My (I'm sure not even a tiny bit novel) summary of playing with current gen LLM tools is that they're likely very useful in three main situations:

One is when your task is more synthetic/creative: writing a letter, generating ad copy or creating a game, story etc etc where you need some flow of interesting human concepts (written well where that matters). I haven't tried any image stuff only text but i guess it'll be very useful there too now, since it's getting better. To be clear, I'm only guessing about this use case. Maybe creative people will find it useless, but seems unlikely.

The other is where you're doing something and aren't yet expert: an example might be learning a foreign language at intermediate level; it'll be a great practice tool. Or very similarly, learning a computer language or framework but you're not fully comfortable in it yet. The problem is that when you are expert in a technical thing, especially a less common one, then the kinds of questions you have are too difficult, and it will confidently give you answers that are *very* likely to be flat out wrong.

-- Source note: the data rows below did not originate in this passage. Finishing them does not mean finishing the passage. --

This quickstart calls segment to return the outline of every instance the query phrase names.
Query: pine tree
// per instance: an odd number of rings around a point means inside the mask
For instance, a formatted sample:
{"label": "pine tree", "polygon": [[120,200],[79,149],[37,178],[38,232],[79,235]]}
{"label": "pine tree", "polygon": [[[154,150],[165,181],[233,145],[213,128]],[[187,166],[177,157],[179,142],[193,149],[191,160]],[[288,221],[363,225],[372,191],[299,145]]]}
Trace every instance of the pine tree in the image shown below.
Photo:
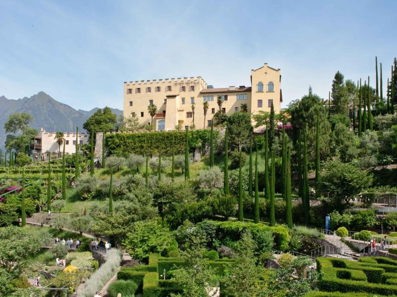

The third is the "donkey work" case: imagine having an intern who just graduated and remembers *all* the basics and theory but doesn't know much about the gotchas of real life in your field. You can give them tasks that would take time but are not easy to screw up. For example, writing unit tests for code (it dies seem like they are *particularly* good at software, unsurprisingly). You might still need to review the work to double check it but you saved a bunch of your time. I guess this is going to be the *main* use case until/unless AI has another quantum leap.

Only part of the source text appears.